Kemacetan akan bertambah parah jika musim hujan tiba. Genangan air dan banjir memperburuk situasi lalu lintas di Jakarta. Rasanya frustasi sekali kalau sudah begitu. Beberapa usulan solusi sudah disampaikan masyarakat mulai dari penerapan sistem plat nomor genap dan ganjil, pembatasan jam untuk mobil angkutan barang di dalam kota, menaikkan tarif parkir sampai memindahkan ibukota.
Usulan untuk memindahkan ibukota memang patut dipertimbangkan, tetapi realisasinya akan memerlukan waktu yang lama, sementara masyarakat tentunya mengharapkan solusi yang lebih cepat.

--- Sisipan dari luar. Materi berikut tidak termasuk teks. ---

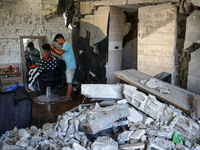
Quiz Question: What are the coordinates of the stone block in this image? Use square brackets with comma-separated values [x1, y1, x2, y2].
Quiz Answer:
[169, 115, 199, 141]
[81, 84, 124, 99]
[82, 107, 130, 134]
[117, 131, 134, 142]
[123, 84, 137, 102]
[143, 95, 165, 120]
[130, 129, 146, 140]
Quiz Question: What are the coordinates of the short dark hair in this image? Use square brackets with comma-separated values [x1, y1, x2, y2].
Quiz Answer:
[54, 34, 64, 41]
[27, 42, 34, 47]
[42, 44, 51, 51]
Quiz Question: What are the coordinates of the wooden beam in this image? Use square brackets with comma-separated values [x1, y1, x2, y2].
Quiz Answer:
[114, 69, 196, 114]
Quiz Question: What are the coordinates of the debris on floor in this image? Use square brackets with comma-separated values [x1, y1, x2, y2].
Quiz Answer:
[1, 84, 200, 150]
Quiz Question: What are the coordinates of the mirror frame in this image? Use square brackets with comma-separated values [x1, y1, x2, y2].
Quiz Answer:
[20, 36, 47, 91]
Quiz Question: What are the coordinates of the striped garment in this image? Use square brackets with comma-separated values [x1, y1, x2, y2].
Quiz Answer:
[28, 55, 58, 88]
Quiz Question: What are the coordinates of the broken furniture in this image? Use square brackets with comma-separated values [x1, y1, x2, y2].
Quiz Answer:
[0, 87, 32, 135]
[35, 60, 66, 104]
[0, 68, 23, 91]
[114, 69, 196, 114]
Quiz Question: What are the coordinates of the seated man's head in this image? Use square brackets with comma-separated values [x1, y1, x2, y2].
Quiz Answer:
[54, 34, 65, 45]
[27, 42, 34, 50]
[42, 44, 51, 56]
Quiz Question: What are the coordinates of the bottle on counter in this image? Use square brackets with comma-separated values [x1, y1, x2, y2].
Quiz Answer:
[17, 64, 19, 71]
[9, 63, 12, 71]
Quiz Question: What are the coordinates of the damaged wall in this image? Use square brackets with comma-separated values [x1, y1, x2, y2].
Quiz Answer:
[138, 3, 177, 81]
[107, 7, 124, 84]
[0, 0, 69, 69]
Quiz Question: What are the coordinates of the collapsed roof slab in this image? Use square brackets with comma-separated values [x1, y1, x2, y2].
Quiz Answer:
[184, 10, 200, 49]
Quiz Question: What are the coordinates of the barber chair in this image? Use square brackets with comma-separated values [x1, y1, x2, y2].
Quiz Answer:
[35, 60, 66, 104]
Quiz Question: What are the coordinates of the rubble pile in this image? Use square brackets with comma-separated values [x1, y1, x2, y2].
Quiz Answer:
[1, 84, 200, 150]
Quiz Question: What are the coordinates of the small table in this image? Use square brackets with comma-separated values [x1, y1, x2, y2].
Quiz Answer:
[0, 68, 23, 89]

Sambil menunggu waktu untuk mengkaji usulan pemindahan ibukota tersebut, sebenarnya pemerintah dapat memulai untuk memindahkan sebagian instansi pemerintah ke suatu lokasi di luar Jakarta atau setidaknya di pinggiran kota Jakarta.
Instansi-instansi yang dapat dipindahkan terutama yang memiliki lahan parkir terbatas yang seringkali malah menjadi penyebab kemacetan antara lain Pengadilan Negeri Jakarta Selatan di jalan Ampera Raya, Mabes Polri, Departemen Pekerjaan Umum yang berada di sebelah Mabes Polri. Mungkin masih banyak instansi pemerintah lain yang memiliki lahan parkir yang tidak mencukupi lagi. Ketimbang membangun gedung parkir misalnya, mengapa tidak instansinya saja yang dipindahkan?

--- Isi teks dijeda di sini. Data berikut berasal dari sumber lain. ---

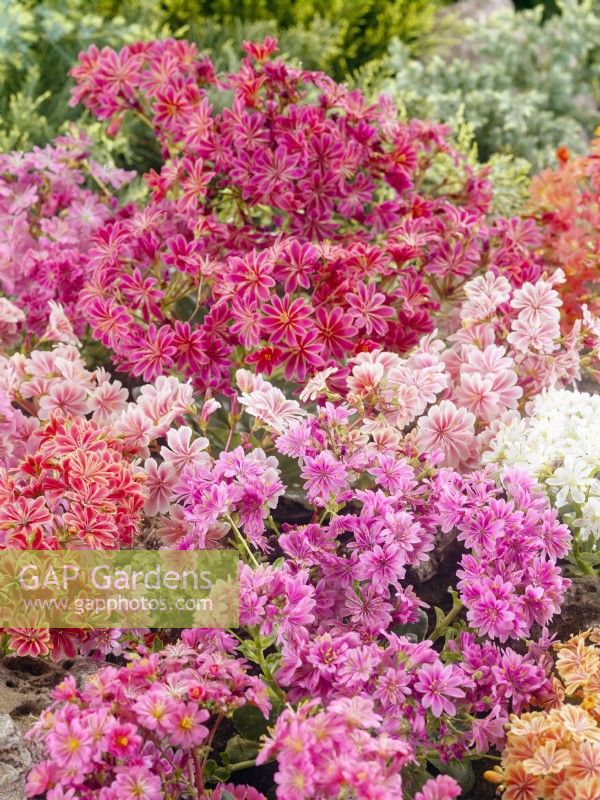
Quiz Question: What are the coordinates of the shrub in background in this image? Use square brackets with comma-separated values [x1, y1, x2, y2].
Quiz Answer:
[0, 0, 170, 153]
[379, 0, 600, 169]
[156, 0, 443, 78]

Instansi pemerintah lain yang dapat dipindahkan adalah sekolah-sekolah tinggi milik pemerintah seperti Perguruan Tinggi Ilmu Kepolisian di Kebayoran dan STPDN di jalan Ampera Raya. Sekolah-sekolah tersebut bahkan mungkin dapat dipindahkan ke luar kota atau luar Jawa.

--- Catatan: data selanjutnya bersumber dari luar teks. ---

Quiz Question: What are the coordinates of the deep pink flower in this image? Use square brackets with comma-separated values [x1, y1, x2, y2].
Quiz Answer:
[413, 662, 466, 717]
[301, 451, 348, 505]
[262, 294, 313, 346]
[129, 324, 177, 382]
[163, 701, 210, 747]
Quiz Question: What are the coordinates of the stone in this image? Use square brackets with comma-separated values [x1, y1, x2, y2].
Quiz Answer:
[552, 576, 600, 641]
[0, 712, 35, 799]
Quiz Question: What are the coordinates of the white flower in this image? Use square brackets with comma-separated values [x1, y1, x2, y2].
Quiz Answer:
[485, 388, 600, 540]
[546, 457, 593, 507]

Jika memungkinkan semua instansi tersebut dipindahkan ke satu lokasi yang dirancang dapat mengakomodasi kebutuhan untuk ruang kantor dan area parkir. Ini dapat menjadi semacam pelayanan satu atap untuk meningkatkan pelayanan kepada masyarakat.
Lahan-lahan yang ditinggalkan oleh instansi-instansi yang dipindahkan tersebut selanjutnya dijadikan lahan resapan dalam bentuk taman kota atau danau-danau buatan. Penyediaan lahan-lahan resapan tersebut tentunya akan membantu mengatasi masalah banjir yang selama ini terjadi di Jakarta.
Untuk membiayai pemindahan tersebut, pemerintah dapat mengajukan pinjaman lunak jangka panjang minimal 20 tahun yang pembayarannya- tentu saja- dibebankan kepada masyarakat melalui pajak kendaraan bermotor dan pajak bumi dan bangunan (PBB).
Dengan asumsi jumlah kendaraan bermotor saat ini adalah 8 juta unit maka jika setiap kendaraan dibebankan pajak rata-rata sebesar Rp. 300.000 per tahun atau Rp. 25.000 per bulan maka jumlah pendapatan pemerintah akan mencapai Rp. 2, 4 trilyun per tahun.
Jumlah Rp. 300.000 per tahun adalah jumlah yang relatif kecil bagi pemilik kendaraan jika dibandingkan penghematan BBM setahun yang dapat dilakukan melalui berkurangnya kemacetan serta nilai manfaat berikut kenyamanan yang akan didapatkan.
Ditambah dengan penerimaan pemerintah dari kenaikan PBB, seharusnya anggaran bukan masalah bagi pemerintah untuk melaksanakannya.